Tu hai scelto di ambientare il tuo nuovo romanzo non ai tempi nostri, ma a partire dagli Anni Sessanta. Per quale motivo?
Non l’ho scelto io. Joe e Richard sono personaggi reali di quell’epoca, anni affascinanti dove NY era veramente la Capitale del Mondo. Ella Fitzgerald, Louis Armstrong, Andy Warhol, Leonar Bernstein e Arthur Laurents con la loro West Side Story, Truman Capote con Colazione da Tiffany, lo Studio54, Malcom X e potrei andare avanti. Un ventennio incredibile ed irripetibile che ha cambiato la cultura del mondo. E poi c’erano loro, i ragazzi del Rucker Park che scrivevano versi con una palla da basket, ma che, proprio come i poeti maledetti, buttavano via la loro vita tra criminalità e ricchezza effimera.

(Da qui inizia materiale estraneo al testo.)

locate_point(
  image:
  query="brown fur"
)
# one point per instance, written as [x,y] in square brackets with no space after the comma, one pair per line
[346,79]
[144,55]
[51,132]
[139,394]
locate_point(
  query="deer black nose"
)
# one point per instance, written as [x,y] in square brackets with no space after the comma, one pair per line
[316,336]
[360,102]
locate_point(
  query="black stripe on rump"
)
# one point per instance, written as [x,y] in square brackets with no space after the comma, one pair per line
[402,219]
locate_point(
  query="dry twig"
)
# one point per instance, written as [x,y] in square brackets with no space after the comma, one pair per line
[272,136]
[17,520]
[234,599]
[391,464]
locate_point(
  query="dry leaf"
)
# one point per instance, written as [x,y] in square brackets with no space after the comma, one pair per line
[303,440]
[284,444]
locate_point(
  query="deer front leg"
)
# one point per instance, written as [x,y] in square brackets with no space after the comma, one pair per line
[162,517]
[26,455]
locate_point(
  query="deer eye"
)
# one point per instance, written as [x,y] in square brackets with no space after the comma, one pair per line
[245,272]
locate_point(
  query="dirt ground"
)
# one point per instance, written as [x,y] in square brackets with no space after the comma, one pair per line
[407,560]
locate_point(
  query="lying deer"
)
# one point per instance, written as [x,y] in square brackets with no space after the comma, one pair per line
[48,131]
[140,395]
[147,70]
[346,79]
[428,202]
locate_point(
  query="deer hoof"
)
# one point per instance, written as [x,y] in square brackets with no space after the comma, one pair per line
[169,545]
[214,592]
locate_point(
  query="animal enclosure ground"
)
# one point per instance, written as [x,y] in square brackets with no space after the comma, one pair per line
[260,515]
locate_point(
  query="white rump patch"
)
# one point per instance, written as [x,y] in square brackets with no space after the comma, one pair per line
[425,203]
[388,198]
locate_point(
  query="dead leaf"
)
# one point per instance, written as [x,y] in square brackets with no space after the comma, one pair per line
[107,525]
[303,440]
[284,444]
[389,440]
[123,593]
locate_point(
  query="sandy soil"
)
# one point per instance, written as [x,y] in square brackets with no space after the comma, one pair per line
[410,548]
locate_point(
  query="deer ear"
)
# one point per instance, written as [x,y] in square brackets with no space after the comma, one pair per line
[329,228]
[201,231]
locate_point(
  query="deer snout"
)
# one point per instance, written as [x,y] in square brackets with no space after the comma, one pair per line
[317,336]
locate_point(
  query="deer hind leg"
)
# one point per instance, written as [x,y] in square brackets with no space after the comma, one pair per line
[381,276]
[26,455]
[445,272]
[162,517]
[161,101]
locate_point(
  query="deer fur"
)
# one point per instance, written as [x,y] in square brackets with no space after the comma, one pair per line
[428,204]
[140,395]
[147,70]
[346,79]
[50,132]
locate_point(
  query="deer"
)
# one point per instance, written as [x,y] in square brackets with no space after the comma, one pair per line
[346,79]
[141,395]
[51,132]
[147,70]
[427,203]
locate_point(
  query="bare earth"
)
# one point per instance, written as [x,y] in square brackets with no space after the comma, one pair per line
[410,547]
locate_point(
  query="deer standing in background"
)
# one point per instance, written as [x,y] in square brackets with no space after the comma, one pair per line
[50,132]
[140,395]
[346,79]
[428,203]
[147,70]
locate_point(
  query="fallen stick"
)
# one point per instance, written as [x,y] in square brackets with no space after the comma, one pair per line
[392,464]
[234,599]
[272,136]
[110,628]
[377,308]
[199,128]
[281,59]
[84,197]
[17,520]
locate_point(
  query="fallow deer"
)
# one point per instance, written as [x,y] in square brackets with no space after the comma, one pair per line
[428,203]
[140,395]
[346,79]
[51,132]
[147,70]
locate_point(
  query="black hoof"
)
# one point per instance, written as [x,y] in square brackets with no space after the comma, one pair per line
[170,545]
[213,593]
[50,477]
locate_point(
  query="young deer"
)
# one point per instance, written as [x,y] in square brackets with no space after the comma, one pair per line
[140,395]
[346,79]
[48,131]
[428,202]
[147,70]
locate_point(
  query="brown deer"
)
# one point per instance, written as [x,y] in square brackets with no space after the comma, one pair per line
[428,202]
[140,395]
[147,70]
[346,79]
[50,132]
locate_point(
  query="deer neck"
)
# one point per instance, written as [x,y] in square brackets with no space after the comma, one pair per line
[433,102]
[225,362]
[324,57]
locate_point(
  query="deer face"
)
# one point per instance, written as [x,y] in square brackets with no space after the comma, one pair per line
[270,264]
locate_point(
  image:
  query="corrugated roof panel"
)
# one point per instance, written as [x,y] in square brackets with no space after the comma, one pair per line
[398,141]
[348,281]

Credi che se fossero stati oggi ragazzi Richard e Joe avrebbero iniziato a vivere diversamente la loro vita?
Bella domanda! Richard Kirkland fa proprio questo di mestiere, va nelle scuole medie di Harlem e aiuta i ragazzi a rimanere concentrati sullo studio e sulle attività extrascolastiche. Ha messo a frutto i suoi errori ed è rispettato per questo. I ragazzi si riconoscono in Pee Wee perché parla la loro lingua. Ha sbagliato, ha pagato e chi ammette l’errore e rimedia è sempre visto con ammirazione. I due sono stati “fregati” permettetemi il termine, dal fatto di crescere senza una guida forte che sapesse riconoscere il talento e che lo sapesse valorizzare. Crescere sulla strada non ti fa notare gli errori e non ci si rende conto se le azioni siano giuste o sbagliate, l’importante è arrivare al giorno dopo e arrivarci con le tasche piene di dollari.

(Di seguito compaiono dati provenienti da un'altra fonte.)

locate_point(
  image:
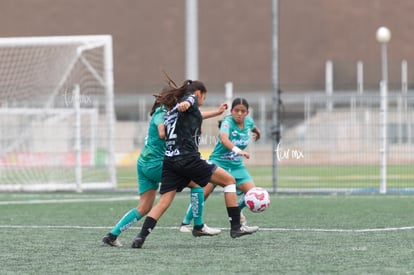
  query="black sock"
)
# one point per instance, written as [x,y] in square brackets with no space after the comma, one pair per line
[147,227]
[198,227]
[234,216]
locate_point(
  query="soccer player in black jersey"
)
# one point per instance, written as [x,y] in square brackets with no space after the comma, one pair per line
[183,166]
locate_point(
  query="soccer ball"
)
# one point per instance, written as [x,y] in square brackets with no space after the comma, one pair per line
[257,199]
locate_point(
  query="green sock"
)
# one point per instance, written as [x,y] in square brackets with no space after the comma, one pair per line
[188,215]
[128,220]
[197,203]
[241,202]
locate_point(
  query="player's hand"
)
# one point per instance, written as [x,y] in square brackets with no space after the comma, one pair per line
[222,108]
[183,106]
[244,154]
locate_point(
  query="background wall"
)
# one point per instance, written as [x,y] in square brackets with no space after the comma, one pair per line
[234,38]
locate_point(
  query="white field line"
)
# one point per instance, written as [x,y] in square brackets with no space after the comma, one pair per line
[320,230]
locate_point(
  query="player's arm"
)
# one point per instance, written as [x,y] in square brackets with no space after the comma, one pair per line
[186,103]
[161,130]
[224,137]
[256,132]
[219,111]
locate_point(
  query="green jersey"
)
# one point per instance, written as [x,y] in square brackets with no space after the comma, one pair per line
[224,157]
[154,146]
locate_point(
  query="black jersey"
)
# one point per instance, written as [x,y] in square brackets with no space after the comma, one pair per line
[183,129]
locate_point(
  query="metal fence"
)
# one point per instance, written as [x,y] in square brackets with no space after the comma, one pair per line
[329,142]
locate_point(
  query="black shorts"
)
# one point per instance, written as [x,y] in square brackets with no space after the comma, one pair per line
[177,173]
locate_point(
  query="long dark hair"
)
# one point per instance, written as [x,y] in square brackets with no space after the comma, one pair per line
[240,101]
[170,97]
[236,101]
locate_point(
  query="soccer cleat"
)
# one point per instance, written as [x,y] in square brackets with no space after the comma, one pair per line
[185,228]
[205,231]
[243,220]
[111,240]
[243,230]
[138,242]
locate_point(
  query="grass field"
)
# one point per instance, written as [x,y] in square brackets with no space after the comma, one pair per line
[60,233]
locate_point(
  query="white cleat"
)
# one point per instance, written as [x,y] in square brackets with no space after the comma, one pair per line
[185,228]
[206,231]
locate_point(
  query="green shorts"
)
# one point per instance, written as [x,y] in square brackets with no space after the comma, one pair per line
[149,175]
[241,175]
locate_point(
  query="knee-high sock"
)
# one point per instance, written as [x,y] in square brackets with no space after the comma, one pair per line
[188,215]
[197,203]
[241,202]
[234,217]
[128,220]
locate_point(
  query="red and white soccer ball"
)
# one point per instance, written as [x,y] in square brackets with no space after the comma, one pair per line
[257,199]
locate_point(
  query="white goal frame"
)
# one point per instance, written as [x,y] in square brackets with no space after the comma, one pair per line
[104,78]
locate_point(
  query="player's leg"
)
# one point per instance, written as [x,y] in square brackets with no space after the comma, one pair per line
[189,213]
[149,177]
[197,206]
[227,181]
[153,216]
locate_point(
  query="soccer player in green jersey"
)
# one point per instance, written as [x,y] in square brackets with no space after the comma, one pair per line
[183,165]
[234,136]
[149,168]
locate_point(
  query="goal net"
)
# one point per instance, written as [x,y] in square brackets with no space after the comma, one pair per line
[56,113]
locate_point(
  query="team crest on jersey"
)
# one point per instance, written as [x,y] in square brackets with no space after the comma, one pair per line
[191,99]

Ma che cosa ti ha spinto a crearli e a narrare la loro storia?
Come spesso mi accade le cose nascono per caso. Ho visto un video su youtube che parlava di Joe e Richard e di come avessero tenuto in scacco una squadra di professionisti di Basket e mi sono incuriosito. Ho iniziato a documentarmi e ho scoperto le vite rocambolesche di queste due simpatiche canaglie.
A proposito, con quali parole li descriveresti?
Simpatiche canaglie calza a pennello perché nonostante ancora oggi si giocherebbero tutto ad una sfida di tiri liberi, magari anche barando, non si riesce a non volere bene a Richard Pee Wee Kirkland e a Joe The Destroyer Hammond dei dell’asfalto del Rucker Park.